We define  $C_i(\vec{x}_s \mid B)$  as a vector of three contention indicators: d-L1 misses, L2 hits, and L3 hits. We find accurate contention models are more easily constructed for the three we choose. Intuitively, these metrics are suitable contention indicators since they correlate with average memory access latencies and the memory intensity of the workloads. These contention indicators are fit to design values of shared resources  $\vec{x}_s$  with restricted cubic splines, producing a surrogate for multiprocessor simulations.

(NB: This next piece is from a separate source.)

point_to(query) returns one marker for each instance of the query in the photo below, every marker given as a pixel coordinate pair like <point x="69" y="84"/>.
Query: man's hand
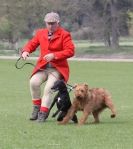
<point x="25" y="55"/>
<point x="49" y="57"/>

The regression model uses four knots for the d-L1, L2 caches and five knots for the L3 cache. Additional spline flexibility is assigned to the L3 cache due to its significance as the primary point of contention in our simulated multiprocessor. Interactions are specified between cache sizes in adjacent levels of the memory hierarchy. Such interactions capture locality effects and are necessary for inclusive caches. The resulting model estimates multiprocessor contention seen by benchmark  $B_i$ executing with  $B_{\neq i}$  as a function of shared design values:  $\hat{C}_i(\vec{x}_s \mid B) = g_i(\vec{x}_s \mid B).$ 

Figure 7 illustrates penalty model construction. This model requires  $N_{pen}$  samples from the full design space  $\vec{x}$ . A multiprocessor simulator takes these inputs to provide observed multiprocessor delay values  $D_i(\vec{x} \mid B)$  for a particular benchmark  $B_i$  executing with  $B_{\neq i}$ . Unlike the uniprocessor and contention models, which are constructed using simulation and design parameter values, the penalty model is constructed using simulation and outputs from the other two models. Specifically, the multiprocessor delay values are fit to predictions from the uniprocessor and contention models (i.e.,  $\hat{D}_i(\vec{x})$  and  $\hat{C}_i(\vec{x}_s \mid B)$ , respectively). The resulting regression model predicts the delay of benchmark  $B_i$  when executing with other benchmarks in B as a function of design parameters. This prediction is made via a uniprocessor delay model  $f_i(\vec{x})$  and multiprocessor contention model  $g_i(\vec{x}_s)$ . The overall result is a composed regression model:  $\hat{D}_i(\vec{x} \mid B) =$  $h_i(f_i(\vec{x}), g_i(\vec{x}_s \mid B) \mid B).$ 

In contrast to uniprocessor and contention models, the penalty model is less complex and, therefore, less expensive to construct. Quantifying model complexity by the number of terms in the model (i.e., number of regression coefficients that must be fitted), the penalty model has complexity advantages from taking fewer predictors and not performing spline transformations. The penalty model takes only four predictors: baseline uniprocessor performance  $D_i(\vec{x})$  and three contention metrics  $\hat{C}_i(\vec{x}_s \mid B)$ : d-L1 misses, L2 hits and L3 hits. In contrast, the uniprocessor model takes fifteen predictors, one for each design parameter in Table 2. Furthermore, spline transformations are applied to each of these fifteen predictors, which significantly increases the number of terms in the uniprocessor model as shown in Equation (1). Thus, composable regression models package uniprocessor performance and multiprocessor contention information for a fifteen-element design vector  $\vec{x}$  into a more compact four-element vector  $\{D_i(\vec{x}), C_i(\vec{x}_s \mid B)\}$  for more efficient, complexity-effective linear regression. The efficiency and complexity advantages translate into fewer multiprocessor simulations required for model construction. A smaller model that fits fewer coefficients will require less data for training.

#### 3.3. Prediction

Consider an n-core symmetric multiprocessor executing benchmarks  $B = \{B_1, \ldots, B_n\}$ . Given the three components of the composable regression model, we iteratively evaluate the performance of each core i for design  $\vec{x}$ .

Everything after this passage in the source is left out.